Beyond volunteers for the latest beta firmware or solving support issues, the form has become a compendium for cable-cutting DIY knowledge that ranks highly on Google search results pages. Cord cutters searching for help tuning their antenna or solving other challenges come across the forum and learn about Tablo’s product as a result.

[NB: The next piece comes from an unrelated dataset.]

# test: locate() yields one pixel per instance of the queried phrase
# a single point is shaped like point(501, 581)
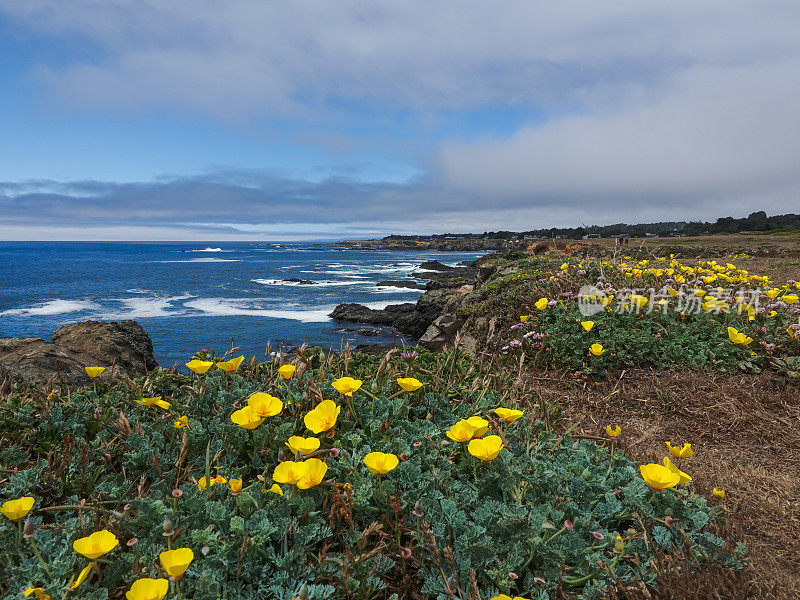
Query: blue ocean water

“Our fans aren’t only excited about the products, but they’re excited about the cable cutting movement,” Slater says.
Content, content, content
Tablo’s marketing team knows that content marketing goes beyond social media, and has a strong focus on public relations, Scorsone says. It has targeted U.S.-based journalists that write about the topic of cable-cutting and also offered by-lined content to publications. Tablo also hosts guest bloggers on its own website, and works with its partners to publish blogs elsewhere.
Tablo can tap into its own data trove for fodder to pitch to journalists, or blog about itself, Scorsone says. Because every Tablo device that’s out in the wild is connected with Nuvyyo’s servers for firmware updates, the company can see aggregate data such as what top TV shows get recorded and how much TV content is stored on Tablos worldwide (apparently about seven petabytes at the moment.)
Also on its own website are two tools that educate prospective customers about the benefits of switching from cable to OTA-based TV. A “signal locator tool” estimates what TV shows you can record to your Tablo based on your location.
A cord-cutter calculator tool asks for the amount of your last cable bill, then shows you how much money you’d save by canceling the service. It also shows you how soon you’d pay off your investment in Tablo.
“We’ve done the math for you,” Scorsone says.
While everyone like the idea of freeing up some extra cash, many cable-cutters are motivated by content, not costs, she says. “Linear TV is not dead. Broadcast TV is not dead. People still watch TV and they watch a fair amount of it, they just don’t want to watch it from an expensive and proprietary cable box.”